Her message struck a chord. “Truly, poverty is not a hindrance to success,” one listener wrote. “Thank you for inspiring not just the students, but also the parents and teachers,” another said.

Others noted her humility, delivering such a powerful speech in Filipino despite her global career.

A life anchored in gratitude

If her professional achievements span continents, her sense of purpose remains rooted at home.

She has no immediate plans to practice in the Philippines, but she intends to return regularly, especially for medical missions serving the elderly. She also supports scholars through the Ateneo Alumni Scholarship Association, helping students who, like her, dream beyond their circumstances.

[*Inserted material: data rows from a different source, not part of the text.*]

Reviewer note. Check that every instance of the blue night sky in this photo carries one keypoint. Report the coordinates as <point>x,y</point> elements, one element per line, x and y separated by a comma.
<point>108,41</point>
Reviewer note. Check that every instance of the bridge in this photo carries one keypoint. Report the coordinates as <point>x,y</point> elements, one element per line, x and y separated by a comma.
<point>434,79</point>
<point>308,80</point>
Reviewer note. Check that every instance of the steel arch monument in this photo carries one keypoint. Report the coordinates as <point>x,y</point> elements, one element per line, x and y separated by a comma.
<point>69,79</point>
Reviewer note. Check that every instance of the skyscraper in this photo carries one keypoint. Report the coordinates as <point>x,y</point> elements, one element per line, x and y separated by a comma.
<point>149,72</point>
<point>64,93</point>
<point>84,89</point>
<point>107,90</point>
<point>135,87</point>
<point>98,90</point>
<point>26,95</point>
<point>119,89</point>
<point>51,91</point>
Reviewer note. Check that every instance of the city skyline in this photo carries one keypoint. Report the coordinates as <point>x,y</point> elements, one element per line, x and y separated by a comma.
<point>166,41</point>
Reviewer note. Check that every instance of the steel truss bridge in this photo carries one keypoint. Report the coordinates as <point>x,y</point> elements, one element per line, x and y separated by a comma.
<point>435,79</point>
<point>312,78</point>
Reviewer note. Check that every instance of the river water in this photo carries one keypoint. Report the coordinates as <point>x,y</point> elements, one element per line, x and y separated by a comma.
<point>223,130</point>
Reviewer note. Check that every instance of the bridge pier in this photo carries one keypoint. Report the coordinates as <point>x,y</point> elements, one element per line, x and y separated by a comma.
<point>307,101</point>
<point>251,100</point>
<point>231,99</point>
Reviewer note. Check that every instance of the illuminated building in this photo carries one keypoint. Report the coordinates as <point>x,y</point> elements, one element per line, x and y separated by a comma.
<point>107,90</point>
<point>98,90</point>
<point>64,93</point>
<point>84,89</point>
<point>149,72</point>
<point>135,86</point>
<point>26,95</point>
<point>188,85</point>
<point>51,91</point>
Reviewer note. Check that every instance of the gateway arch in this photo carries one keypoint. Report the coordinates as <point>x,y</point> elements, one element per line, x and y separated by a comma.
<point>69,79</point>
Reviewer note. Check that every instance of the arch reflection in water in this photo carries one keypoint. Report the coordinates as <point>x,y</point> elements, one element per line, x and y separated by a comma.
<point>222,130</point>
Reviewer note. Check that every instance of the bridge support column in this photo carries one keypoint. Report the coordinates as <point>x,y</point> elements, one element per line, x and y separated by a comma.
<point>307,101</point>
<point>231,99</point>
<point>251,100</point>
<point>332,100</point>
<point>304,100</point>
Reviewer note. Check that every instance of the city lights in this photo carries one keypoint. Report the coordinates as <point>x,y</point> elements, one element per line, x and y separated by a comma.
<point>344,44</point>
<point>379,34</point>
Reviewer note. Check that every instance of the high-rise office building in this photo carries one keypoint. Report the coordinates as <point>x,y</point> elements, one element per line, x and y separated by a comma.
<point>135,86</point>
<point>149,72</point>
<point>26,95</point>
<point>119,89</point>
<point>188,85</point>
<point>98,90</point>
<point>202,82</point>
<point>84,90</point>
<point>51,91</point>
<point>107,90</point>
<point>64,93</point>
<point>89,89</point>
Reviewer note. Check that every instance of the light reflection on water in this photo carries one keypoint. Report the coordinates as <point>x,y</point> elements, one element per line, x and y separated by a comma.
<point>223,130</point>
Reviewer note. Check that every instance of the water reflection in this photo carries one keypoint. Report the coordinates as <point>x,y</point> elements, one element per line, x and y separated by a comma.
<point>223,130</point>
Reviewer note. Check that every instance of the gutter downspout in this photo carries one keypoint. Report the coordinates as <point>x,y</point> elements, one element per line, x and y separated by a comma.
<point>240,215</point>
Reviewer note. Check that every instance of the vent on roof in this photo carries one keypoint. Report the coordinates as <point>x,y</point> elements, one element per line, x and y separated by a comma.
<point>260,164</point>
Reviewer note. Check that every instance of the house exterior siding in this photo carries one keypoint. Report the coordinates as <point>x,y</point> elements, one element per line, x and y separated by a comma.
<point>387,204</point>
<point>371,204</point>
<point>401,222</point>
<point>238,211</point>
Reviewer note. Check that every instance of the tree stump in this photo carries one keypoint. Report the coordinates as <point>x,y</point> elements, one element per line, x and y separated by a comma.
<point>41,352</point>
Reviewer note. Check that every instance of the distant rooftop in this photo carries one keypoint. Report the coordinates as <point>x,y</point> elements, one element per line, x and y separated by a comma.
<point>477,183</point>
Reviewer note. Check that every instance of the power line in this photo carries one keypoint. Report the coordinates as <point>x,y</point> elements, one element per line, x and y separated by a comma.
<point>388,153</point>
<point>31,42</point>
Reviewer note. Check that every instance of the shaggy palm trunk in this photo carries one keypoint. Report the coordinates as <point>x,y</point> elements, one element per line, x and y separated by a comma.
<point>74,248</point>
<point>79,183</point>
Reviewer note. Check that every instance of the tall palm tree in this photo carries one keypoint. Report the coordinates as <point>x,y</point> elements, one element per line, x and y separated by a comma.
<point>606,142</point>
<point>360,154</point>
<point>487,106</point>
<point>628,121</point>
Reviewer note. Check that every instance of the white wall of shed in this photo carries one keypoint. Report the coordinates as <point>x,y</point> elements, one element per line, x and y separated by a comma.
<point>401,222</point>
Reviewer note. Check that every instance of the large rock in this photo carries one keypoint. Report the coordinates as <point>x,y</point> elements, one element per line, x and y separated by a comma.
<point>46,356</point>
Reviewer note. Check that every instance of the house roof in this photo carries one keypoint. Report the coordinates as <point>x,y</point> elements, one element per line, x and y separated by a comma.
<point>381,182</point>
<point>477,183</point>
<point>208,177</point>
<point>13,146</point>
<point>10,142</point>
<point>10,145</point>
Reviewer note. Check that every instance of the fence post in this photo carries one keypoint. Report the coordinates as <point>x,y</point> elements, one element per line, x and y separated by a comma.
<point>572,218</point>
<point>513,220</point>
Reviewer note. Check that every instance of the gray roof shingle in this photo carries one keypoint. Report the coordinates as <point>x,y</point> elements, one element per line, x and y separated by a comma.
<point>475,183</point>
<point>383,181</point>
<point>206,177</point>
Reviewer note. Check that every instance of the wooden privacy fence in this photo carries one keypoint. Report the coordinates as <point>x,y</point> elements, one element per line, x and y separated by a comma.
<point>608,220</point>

Her personal life, she admits, took a backseat. “I just got busy with work,” she said when asked why she never married.

But in many ways, her life has been devoted to a different kind of family, patients, scholars, and the community that shaped her.

A daughter’s song

As the final notes of “Anak” faded, there were a few dry eyes in the audience.

For Delos Reyes, the performance was a nod to the father who once urged her to “sing louder,” and to the mother whose quiet strength carried their family through hardship.

“Whatever I have achieved in life,” she wrote, “they are all for Tatay… and for Inay.”

In that moment, the accomplished physician from abroad was no longer defined by titles or accolades. She was simply a daughter, singing her story home.